Sir: In his review (The Spectator, July 15, 1972), Professor Donoghue observes: "If Blake failed in that enterprise, Dr Leavis cannot hope to succeed, but something may still be achieved by his unsleeping sword." This remark may be taken as a 'fair indication of the reviewer's intent to distort and belittle not only what Dr Leavis's present book stands for and achieves, but by a series of not very subtly veiled innuendoes, his whole career as a critic. Thus, for instance, Professor Donoghue observes that "Eliot was established as a key figure several years before Dr Leavis published New Bearings in English Poetry," but he does not tell us in what way and through what books or critiques it happened except I. A. Richard's Science and Poetry. Again, he claims that "there was a lot of critical money on Lawrence before Dr Leavis backed him," without giving us specific examples of Lawrence criticism that can be matched with Dr Leavis's qua criticism. Nevertheless, he does concede, almost grudgingly, that New Bearings "is a crucial book, the book to resort to for its sense of the modern acheivement in poetry." But why resort to this book and why not other books or critiques which, as Professor Donoghue asserts, established Eliot as a key figure "several years before Dr. Leavis published New Bearings in English Poetry "? The answer is not to be found in Professor Donoghue's review; but what is found there seems to suggest that Professor Donoghue had an axe to grind in reviewing Dr. Leavis's present book. This comes out in the way he chides what he considers Dr. Leavis's "offensive tone"
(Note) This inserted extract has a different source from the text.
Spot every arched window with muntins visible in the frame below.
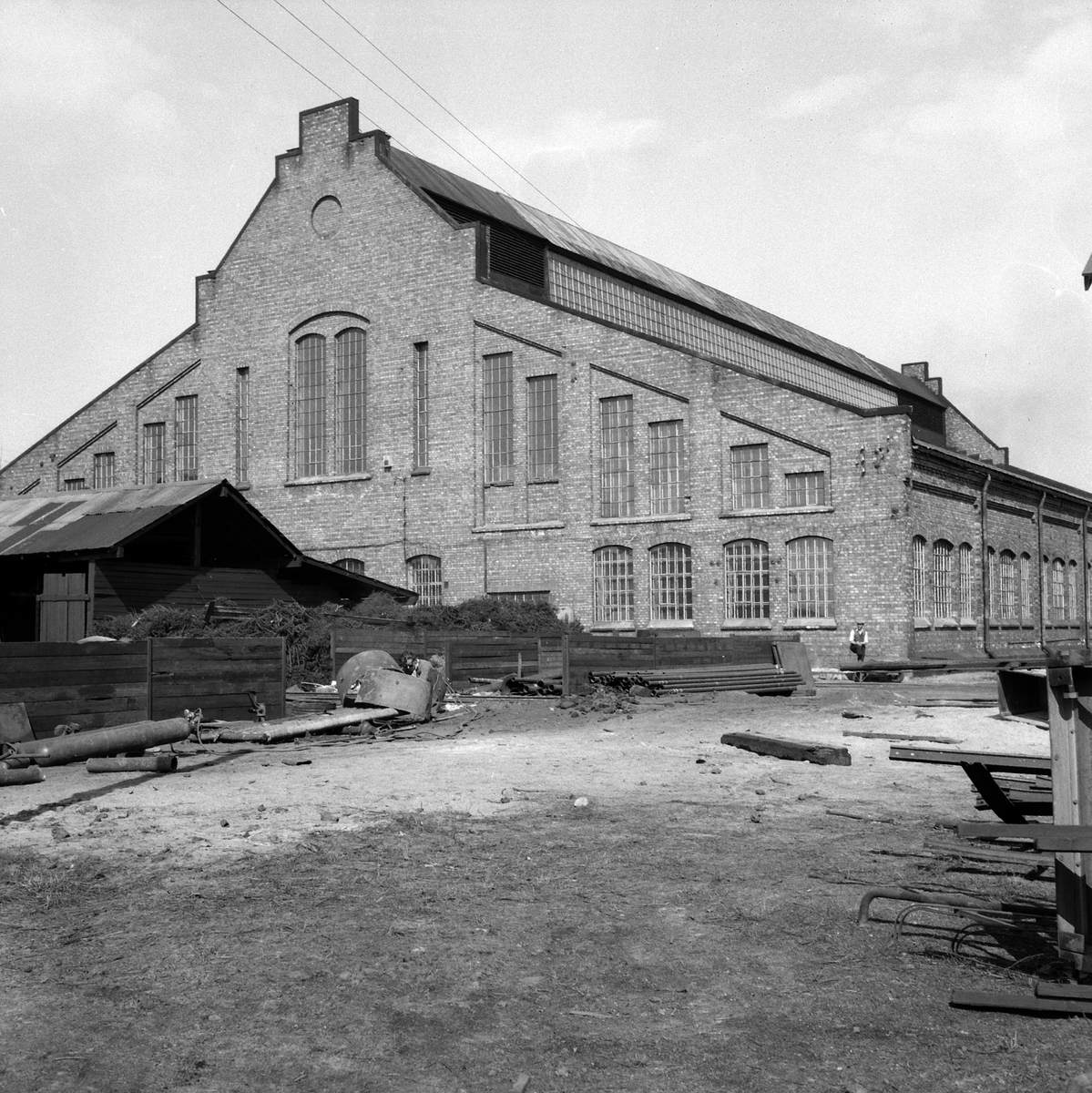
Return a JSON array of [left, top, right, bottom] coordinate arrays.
[[997, 550, 1016, 619], [333, 327, 367, 475], [933, 539, 954, 618], [959, 543, 975, 618], [912, 536, 929, 618], [785, 536, 831, 618], [725, 539, 770, 618], [405, 554, 444, 608], [591, 546, 633, 622], [296, 334, 326, 477], [648, 543, 694, 622]]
gratuitously insulting tone" in referring to Richard Wolheim: "Richard Wolheim, for example, who is a professor of philosophy." Yet, Professor Donoghue's own tone, when he talks of Dr. Leavis's placing "on public exhibition the wounds he claims to have received" at Cambridge, so that it is "difficult to respond to the sight," is supposed to represent the essence of sweetness and urbanity.
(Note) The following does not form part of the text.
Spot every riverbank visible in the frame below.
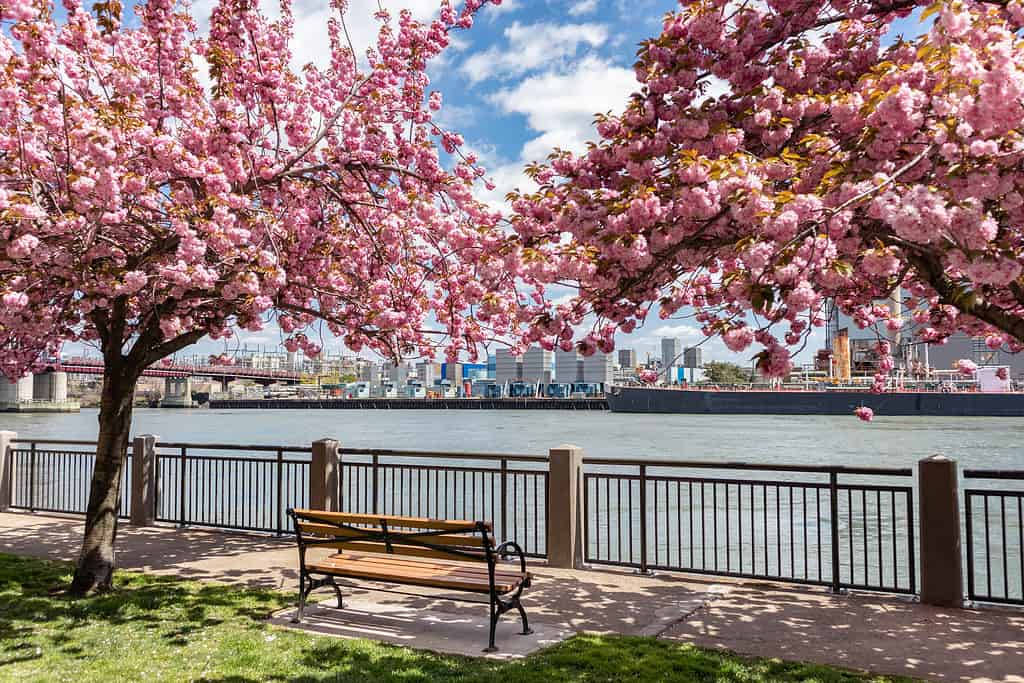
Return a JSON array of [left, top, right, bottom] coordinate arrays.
[[209, 398, 608, 411], [0, 514, 1024, 683]]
Similarly in citing approvingly, what others, like Professor Donoghue himself, consider to be Dr. Leavis's inability to write — "he has a writing problem as other people have a drink (sic)

problem" — Professor Donoghue offers another example of a very civilized tone indeed. Another reason for which Dr. Leavis is taken to task is his reading what he set out in the first place to criticize in his book — namely, the ethos represented by The Guardian leaders, The Spectator book reviews, The Observer and The Spectator— and for his ignoring "contemporary imaginative literature" or Mchulan's Understanding media. However, both Professor Donoghue's urbane tone and critical analytical acumen reach the acme of perfection when he describes Dr. Leavis's criticism of American conditions — "the roothlessness the vacuity, the inhuman scale, the failure of organic culture life, the anti-human reductivism that favours the American neo-imperialism of the computer" — as "cheek coming from a man who never set foot in America until he made a brief visit to Harvard and Cornell in 1966." And because Dr. Leavis "never set foot in America" he has according to Professor Donoghue, no right "to pronounce upon the conditions . . . in which 200,000,000 people live their lives." But what about Professor Donoghue's own right to defend those people? Can it be based on anything more than such, albeit more numerous visits to America and perhaps a sabbatical year or two at some hospitable American colleges or universities?

Of course one remembers that some years ago in a controversy with Mrs. F. R. Leavis, Professor Donoghue professed that as a Roman Catholic he did not know what divorce means. But as a professor of American literature he has surely less reason not to know that Dr. Leavis is as much entitled to criticize American conditions as was Matthew Arnold or indeed as he himself is to defend them. Moreover Dr. Leavis's claim to being qualified to discuss the conditions of American civilization is, to my mind, amply vindicated by ffis criticism of Henry James and Mark Twain, his insights into and reviews of the work of writers like Hawthorne, Dos Passos, Edmund Wilson and Marianne Moore and his essays like "The Americanness of American Literature."